Los clásicos advertían ya tres significaciones del amor: como eros, ligado a la sexualidad; como filia, basado en la correspondencia; y como agápe, traducido en solidaridad. Este último es el amor propiamente dicho que muy poco o nada tiene que ver con lo que ayer festejamos.
¿Qué hay entonces del ágape? ¿Qué hay del amor que no es hacia la pareja, hacia la madre, hacia los hijos, hacia los amigos, hacia la mascota propia? ¿Qué hay del amor al “otro”, al de enfrente, al de al lado, al que está a cientos de kilómetros, al que quizás nunca lleguemos a conocer pero existe? En el fondo de esta interrogante subyace el origen de nuestras desgracias públicas, la explicación al actuar de muchos seres humanos públicos como políticos y de muchos ciudadanos.
Hace no mucho escribí respecto del desprecio (La X en la Frente. Febrero 1. http://moisesmolina.org/?p=219 ). Hay desprecio en política, porque no hay amor y sí algo muy parecido a su contrario: el odio.
¿Le ha pasado –amable lector- que no habla con sus vecinos y hasta les envidia o le envidian a usted un poco? ¿Ha padecido usted o ha hecho padecer a alguien las intrigas en su centro de trabajo, las malinformaciones con los jefes o los chismes? ¿Le ha pasado que termina por darse cuenta que quienes más se dicen sus amigos son quienes más le quieren perjudicar o que usted se ha buscado una razón a la medida para abrazar a su amigo con un cuchillo en la mano? ¿Le ha pasado que usted quiere incursionar en política y jura jamás volverlo a hacer por las “naturales” resistencias a que alguien más participe de ese complicado juego; o que ha tenido usted que empezar a grillar para “combatir el mal” con más mal? ¿Le ha sucedido que cuando usted merece un ascenso en su trabajo, promueven a alguien más con menos mérito y usted se encoleriza y le desea el mal?
Todo es parte de una enfermedad menospreciada y más extendida de lo que usted imagina. Es una enfermedad que tiene que ver con las emociones, con la mente, con el espíritu.

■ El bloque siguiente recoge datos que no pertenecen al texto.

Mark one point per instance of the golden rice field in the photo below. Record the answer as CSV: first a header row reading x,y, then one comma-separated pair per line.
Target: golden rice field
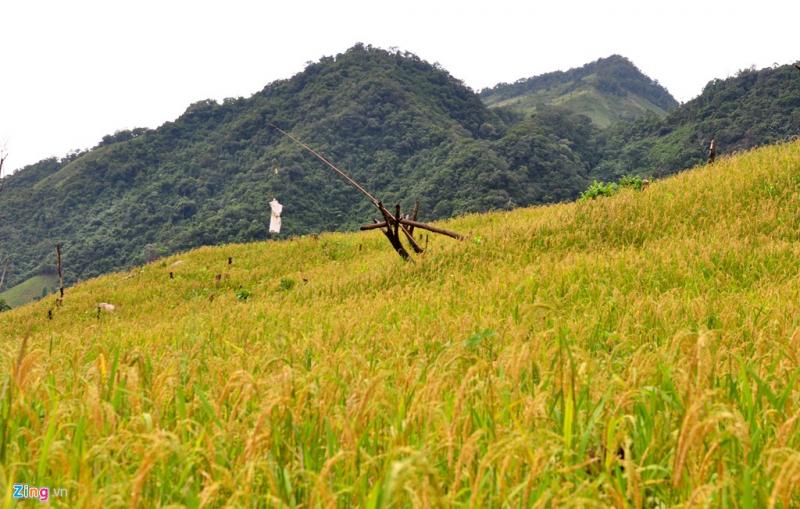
x,y
638,351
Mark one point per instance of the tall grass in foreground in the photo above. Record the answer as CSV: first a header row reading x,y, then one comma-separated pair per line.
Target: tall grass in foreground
x,y
641,350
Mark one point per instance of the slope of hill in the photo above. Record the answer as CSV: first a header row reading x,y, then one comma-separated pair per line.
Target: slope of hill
x,y
608,91
404,128
755,107
634,351
30,289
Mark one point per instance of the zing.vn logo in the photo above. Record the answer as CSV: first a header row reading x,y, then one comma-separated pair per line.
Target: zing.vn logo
x,y
42,494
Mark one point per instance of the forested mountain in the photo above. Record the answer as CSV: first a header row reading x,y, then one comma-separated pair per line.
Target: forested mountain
x,y
404,128
608,91
753,108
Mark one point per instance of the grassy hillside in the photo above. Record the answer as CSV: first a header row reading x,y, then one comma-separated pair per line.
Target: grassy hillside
x,y
609,91
30,289
634,351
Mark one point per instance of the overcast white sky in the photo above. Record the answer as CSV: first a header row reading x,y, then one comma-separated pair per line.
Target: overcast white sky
x,y
73,71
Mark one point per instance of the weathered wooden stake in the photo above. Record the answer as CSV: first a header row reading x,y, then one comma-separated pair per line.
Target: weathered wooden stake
x,y
392,225
60,273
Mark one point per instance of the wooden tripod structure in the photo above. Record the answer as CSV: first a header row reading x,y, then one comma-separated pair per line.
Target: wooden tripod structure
x,y
393,225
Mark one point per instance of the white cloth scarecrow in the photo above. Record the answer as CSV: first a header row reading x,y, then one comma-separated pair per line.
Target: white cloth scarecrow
x,y
275,219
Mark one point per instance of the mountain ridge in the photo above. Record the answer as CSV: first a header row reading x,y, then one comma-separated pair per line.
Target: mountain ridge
x,y
609,90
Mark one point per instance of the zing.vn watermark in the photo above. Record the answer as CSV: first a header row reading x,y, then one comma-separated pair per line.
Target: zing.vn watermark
x,y
42,494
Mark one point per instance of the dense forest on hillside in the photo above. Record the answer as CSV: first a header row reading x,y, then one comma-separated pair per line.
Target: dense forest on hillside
x,y
404,128
756,107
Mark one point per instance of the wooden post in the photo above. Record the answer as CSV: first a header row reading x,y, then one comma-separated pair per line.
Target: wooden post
x,y
413,217
60,273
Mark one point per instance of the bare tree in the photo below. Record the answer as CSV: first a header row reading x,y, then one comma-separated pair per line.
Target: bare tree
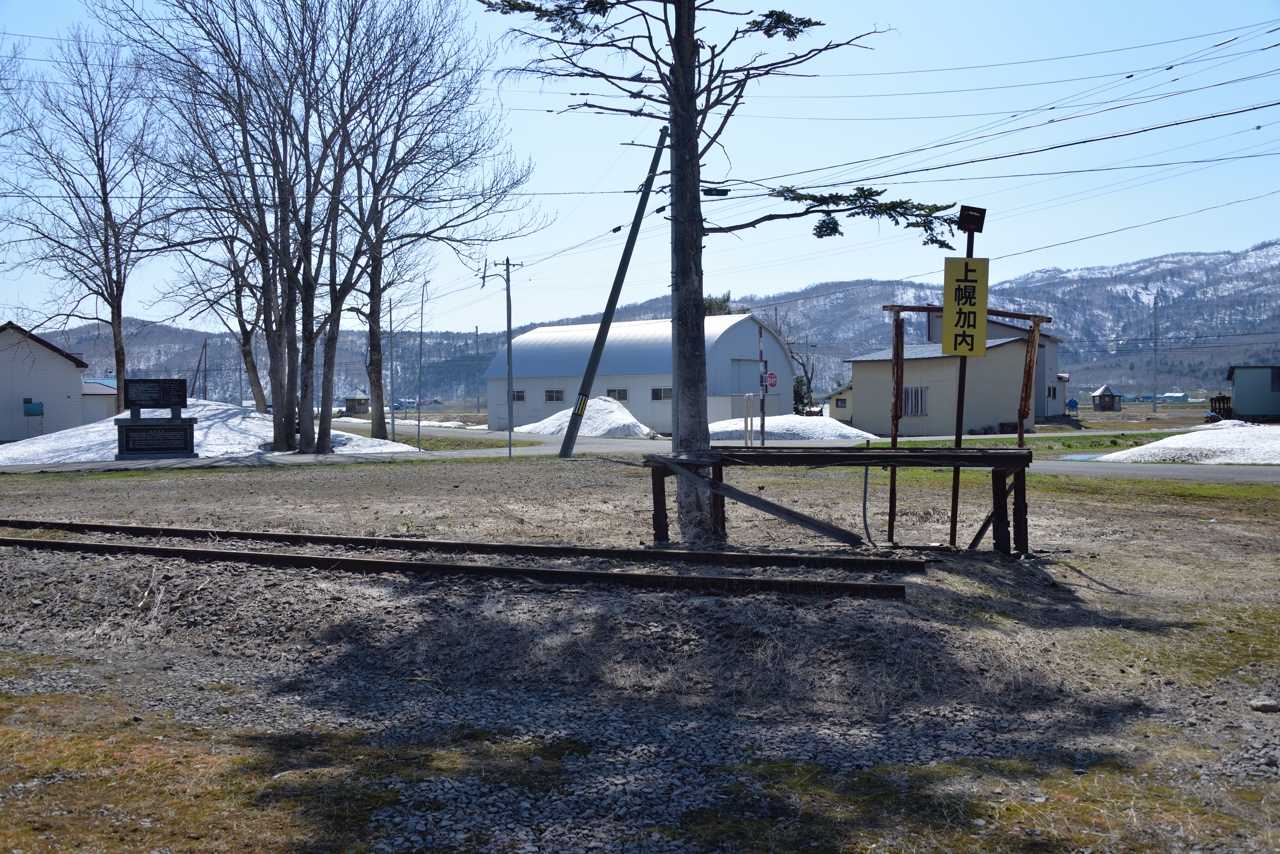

Leía un artículo de Enrique Dussel de 2012 y llamaba la atención sobre la mala y falsa traducción de la regla de oro “ama a tu prójimo como a ti mismo”. “Ama al otro porque es el ti mismo” es la correcta traducción del hebreo, explica.
Podríamos empezar a divagar en torno a la otredad de Machado, pero no es el fin, ni el espacio. Baste con apuntar que esta gran enfermedad del espíritu nos imposibilita amarnos a nosotros mismos. Consecuentemente no podemos amar a los demás. No podemos ver al otro como nosotros mismos, porque ni siquiera lo vernos como hermano.
Asumimos la vida como un juego, una especie de triatlón o pentatlón donde hay que competir y ganar en varias disciplinas: familia, política, escuela, trabajo, empresa, cultura, etc. En nuestros roles sociales, hoy más que nunca, el amor parece estar peleado con el éxito. “El que no tranza no avanza”, popularizó una película de nuestro “gran y nuevo” cine mexicano.
Un viejo amigo en aquellos años de la primera universidad se rehusó una mañana a desayunar con nosotros. Dijo que antes de comer tenía que grillar. No sé hasta qué punto haya sido cierto, pero el mensaje quedó más que claro.
La cosa pública nunca dejará de estar en manos de los políticos. No es factible que los políticos dejen de serlo o que la política desaparezca. Es más sensato que los ciudadanos se hagan políticos… y cuanto antes. Pero antes de ello, los ciudadanos deben recuperar la posibilidad de amar más allá de lo que han sido los 14 de febrero. Aprendiendo a amar al otro estaremos sembrando la semilla de un futuro deseable para la nuestras ciudades y nuestros países.
¿Se acuerdan de la República Amorosa? La idea y la intención estaba perfecta! Su único defecto era muy grande y era su portavoz. No lo estoy juzgando. Está a la vista que ya había perdido lo más valioso que puede tener un político que es la credibilidad. La idea en sí era estupenda. Este país necesita amor y no será suficiente el que pueda dar una sola persona; debíamos empezar a ejercitarlo todos.